Movie Recommendations with Collaborative-Filtering
Introduction
Recommendation engines are one of the best use cases for big data. It’s fairly easy to collect training data about users’ past preferences at scale, and this data can be used in many domains to recommend users with new content such as movie or course recommendations. Spark is an open source tool and one of the most ideal choices for large-scale recommendations.
In this project, I managed to build a basic recommendation engine using PySpark, as I am more comfortable with Python. I personalized movie recommendations tailored for each user in the dataset using Alternating Least Squares (ALS) algorithm, and worked with 10 million ratings from 72,000 users on 10,000 movies as of 2018, collected by MovieLens.
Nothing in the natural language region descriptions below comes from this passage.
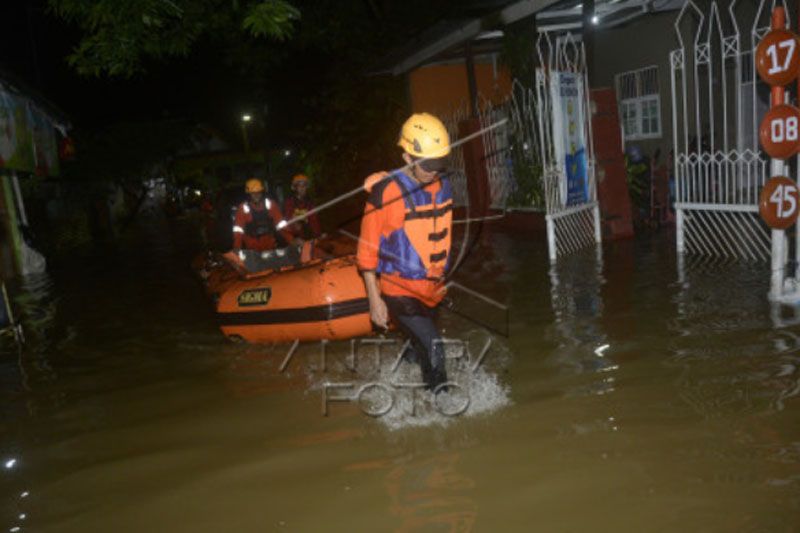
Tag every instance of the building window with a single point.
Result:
(639, 104)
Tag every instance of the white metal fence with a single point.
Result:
(717, 106)
(570, 225)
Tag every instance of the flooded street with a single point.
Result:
(628, 396)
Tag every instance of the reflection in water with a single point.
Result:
(636, 398)
(576, 297)
(431, 493)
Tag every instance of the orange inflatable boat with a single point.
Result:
(317, 298)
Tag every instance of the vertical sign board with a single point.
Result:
(27, 137)
(569, 135)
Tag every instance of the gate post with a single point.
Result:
(475, 169)
(778, 262)
(551, 238)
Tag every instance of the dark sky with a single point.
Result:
(34, 46)
(203, 87)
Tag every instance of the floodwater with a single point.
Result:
(629, 395)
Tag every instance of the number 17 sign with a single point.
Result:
(777, 58)
(779, 202)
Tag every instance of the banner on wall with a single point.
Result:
(27, 137)
(569, 135)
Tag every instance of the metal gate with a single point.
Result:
(573, 221)
(717, 105)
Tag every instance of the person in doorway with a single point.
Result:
(258, 224)
(404, 246)
(297, 205)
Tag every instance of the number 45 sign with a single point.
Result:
(779, 202)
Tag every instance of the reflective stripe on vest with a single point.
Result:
(261, 222)
(421, 248)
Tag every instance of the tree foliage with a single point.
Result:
(119, 36)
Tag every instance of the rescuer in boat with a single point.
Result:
(259, 224)
(297, 205)
(404, 247)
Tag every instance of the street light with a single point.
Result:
(245, 119)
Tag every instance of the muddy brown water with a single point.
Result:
(629, 395)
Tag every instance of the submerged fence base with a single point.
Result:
(572, 229)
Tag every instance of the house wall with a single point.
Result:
(648, 41)
(441, 88)
(644, 42)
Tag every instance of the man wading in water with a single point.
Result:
(403, 251)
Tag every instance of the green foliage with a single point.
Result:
(119, 36)
(127, 152)
(529, 191)
(519, 51)
(271, 19)
(637, 176)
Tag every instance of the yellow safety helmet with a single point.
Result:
(253, 185)
(424, 135)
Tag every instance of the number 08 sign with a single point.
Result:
(779, 131)
(779, 202)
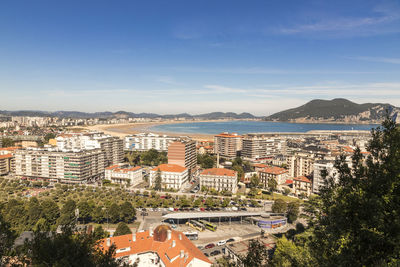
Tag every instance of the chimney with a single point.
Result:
(169, 235)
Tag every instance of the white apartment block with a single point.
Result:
(172, 176)
(227, 144)
(219, 179)
(111, 146)
(124, 174)
(65, 166)
(147, 141)
(258, 146)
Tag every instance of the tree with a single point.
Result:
(66, 249)
(254, 181)
(7, 237)
(272, 185)
(293, 209)
(127, 212)
(157, 181)
(256, 256)
(122, 229)
(356, 220)
(279, 206)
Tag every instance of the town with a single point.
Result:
(211, 196)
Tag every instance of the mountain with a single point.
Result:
(125, 114)
(337, 110)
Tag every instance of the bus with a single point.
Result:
(196, 225)
(191, 235)
(209, 225)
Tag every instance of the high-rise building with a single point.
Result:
(227, 144)
(257, 146)
(321, 168)
(113, 147)
(172, 176)
(147, 141)
(183, 153)
(219, 179)
(65, 166)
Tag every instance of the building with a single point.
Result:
(55, 165)
(300, 165)
(124, 174)
(257, 146)
(301, 185)
(278, 174)
(321, 166)
(172, 176)
(112, 147)
(227, 144)
(219, 179)
(183, 153)
(147, 141)
(161, 247)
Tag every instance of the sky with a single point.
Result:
(196, 56)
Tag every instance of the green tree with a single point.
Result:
(157, 181)
(356, 222)
(122, 229)
(254, 181)
(272, 185)
(256, 256)
(293, 210)
(279, 206)
(127, 212)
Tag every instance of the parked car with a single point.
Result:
(211, 245)
(215, 252)
(221, 243)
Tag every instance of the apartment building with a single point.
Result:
(320, 167)
(161, 247)
(300, 164)
(219, 179)
(183, 153)
(227, 144)
(278, 174)
(172, 176)
(257, 146)
(147, 141)
(112, 147)
(301, 185)
(124, 174)
(65, 166)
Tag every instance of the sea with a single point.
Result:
(243, 127)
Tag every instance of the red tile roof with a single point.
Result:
(219, 172)
(302, 179)
(158, 243)
(169, 168)
(274, 170)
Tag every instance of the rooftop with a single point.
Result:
(219, 172)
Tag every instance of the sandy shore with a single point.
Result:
(121, 130)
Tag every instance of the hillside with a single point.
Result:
(336, 110)
(124, 114)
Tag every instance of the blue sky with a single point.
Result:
(196, 56)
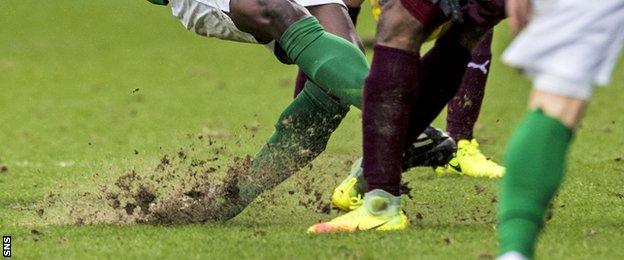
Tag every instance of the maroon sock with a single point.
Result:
(354, 12)
(300, 82)
(464, 108)
(442, 70)
(388, 97)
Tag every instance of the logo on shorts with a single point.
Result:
(6, 246)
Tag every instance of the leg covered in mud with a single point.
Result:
(301, 134)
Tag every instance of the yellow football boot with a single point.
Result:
(470, 161)
(349, 193)
(380, 211)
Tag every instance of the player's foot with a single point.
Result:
(432, 148)
(350, 192)
(470, 161)
(380, 211)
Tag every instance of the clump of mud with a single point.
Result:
(186, 186)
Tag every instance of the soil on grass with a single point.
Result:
(189, 185)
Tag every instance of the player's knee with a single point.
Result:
(271, 17)
(567, 109)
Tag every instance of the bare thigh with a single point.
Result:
(265, 19)
(336, 20)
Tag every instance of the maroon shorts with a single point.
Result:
(483, 13)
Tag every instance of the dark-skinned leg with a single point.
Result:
(304, 128)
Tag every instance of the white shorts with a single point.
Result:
(570, 45)
(209, 18)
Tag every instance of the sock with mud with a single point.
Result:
(301, 134)
(388, 99)
(464, 108)
(354, 12)
(442, 70)
(535, 164)
(334, 64)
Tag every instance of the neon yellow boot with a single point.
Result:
(349, 193)
(470, 161)
(380, 211)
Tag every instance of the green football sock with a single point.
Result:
(335, 64)
(301, 134)
(535, 164)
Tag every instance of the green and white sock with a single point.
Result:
(301, 134)
(535, 162)
(335, 64)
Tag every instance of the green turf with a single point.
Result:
(85, 84)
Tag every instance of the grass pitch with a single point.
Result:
(94, 89)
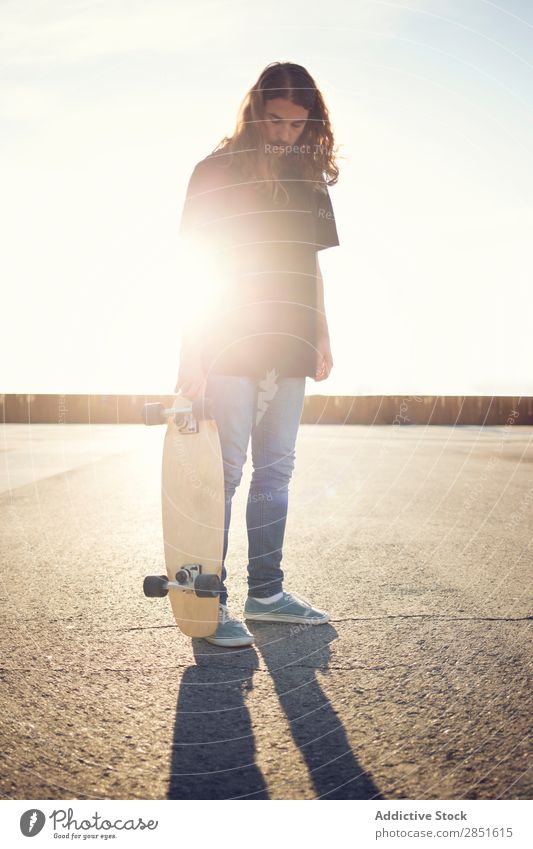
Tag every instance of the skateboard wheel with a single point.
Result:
(207, 586)
(154, 586)
(153, 413)
(201, 409)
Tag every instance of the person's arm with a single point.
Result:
(322, 323)
(324, 359)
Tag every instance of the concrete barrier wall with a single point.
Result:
(318, 409)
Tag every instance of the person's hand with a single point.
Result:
(191, 378)
(324, 360)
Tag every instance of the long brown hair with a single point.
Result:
(317, 164)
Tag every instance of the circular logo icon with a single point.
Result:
(31, 822)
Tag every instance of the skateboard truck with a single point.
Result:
(188, 578)
(186, 416)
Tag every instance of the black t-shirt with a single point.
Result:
(264, 315)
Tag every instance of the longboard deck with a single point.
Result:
(192, 495)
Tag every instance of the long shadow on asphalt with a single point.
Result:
(213, 754)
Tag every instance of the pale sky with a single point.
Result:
(105, 108)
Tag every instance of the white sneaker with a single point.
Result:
(230, 631)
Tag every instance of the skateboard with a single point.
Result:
(192, 501)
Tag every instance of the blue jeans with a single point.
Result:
(269, 411)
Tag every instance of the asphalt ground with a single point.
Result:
(417, 540)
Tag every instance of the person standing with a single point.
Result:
(257, 212)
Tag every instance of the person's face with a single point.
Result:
(283, 122)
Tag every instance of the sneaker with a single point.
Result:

What is Collaborative filtering?
Collaborative filtering is commonly used for recommender systems. These techniques aim to fill in the missing entries of a user-item association matrix. spark.mllib currently supports model-based collaborative filtering, in which users and products are described by a small set of latent factors that can be used to predict missing entries. spark.mllib uses the alternating least squares (ALS) algorithm to learn these latent factors.
Analysis Process
- Prepare the Datasets
- Check Sparsity
- Explore and Examine the Datasets
- Cross-Validated ALS Model and Recommendations
Prepare the Datasets
I would use two datasets in this project, the movie data and the rating data. The datasets can be found on MovieLens. The movie data has 9,742 movies with the newest one released in 9/2018. (Figure 1.) The rating data contains 50,394 records (after sampling). (Figure 2.)
Check Sparsity
As ALS works well with sparse datasets, I would like to see how much of the ratings matrix is actually empty. It turned out that the dataframe is 98.9 empty, which is a fairly good percentage for ALS algorithm implementation.
Explore the Dataset
In this section, I took a little dive into the data to get a better understanding of the ratings and movies datasets. Users have at least 5 ratings and on average of 82 ratings. And movies have at least 1 rating with an average of 6 ratings.
One thing to note is that Spark's implementation of ALS algorithm requires that movieIds and userIds be provided as integer or long datatypes. So the datasets need to be prepared accordingly in order for them to function properly with Spark.
Cross-Validated ALS Model and Recommendations
I first split the data into a training set and testing set and trained the matrix factorization model using the ALS algorithm. Additionally, I tuned the ALS model by sweeping over 27 hyperparameter combinations. All combinations of ranks, lambdas, and iterations are run to see which has the lowest RMSE (Root Mean Squared Error) against the validation model. The model with the lowest RMSE is evaluated against the testing set of data. The model took me 1h 6min 33s to train and the final RMSE is 0.964, much lower than 1.3 of the initial ALS model without tuning. For those who are not familiar with the RMSE metric, an RMSE of 0.964 means that on average the model predicts 0.964 above or below values of the original ratings data. For simplicity, I would show the best model directly. However, the code used in this blog post can be found on GitHub.
From Fugure 7, we see that how the ALS Model is predicting on and how well it is generalizing to the testing data. And yes, my initial recommendation engine is completed.
Getting Recommendations
We can also take a quick look on our recommendations. Now that we have some confidence that the model will provide recommendations that are relevant to users, we can also look at recommendations made to a user and see if they make sense. For example, I looked into user 50's original ratings, and compared them to what my model recommended for them.
And here's my model's recommendations:
Obviously, user 50 is quite into drama and action movie, isn't he?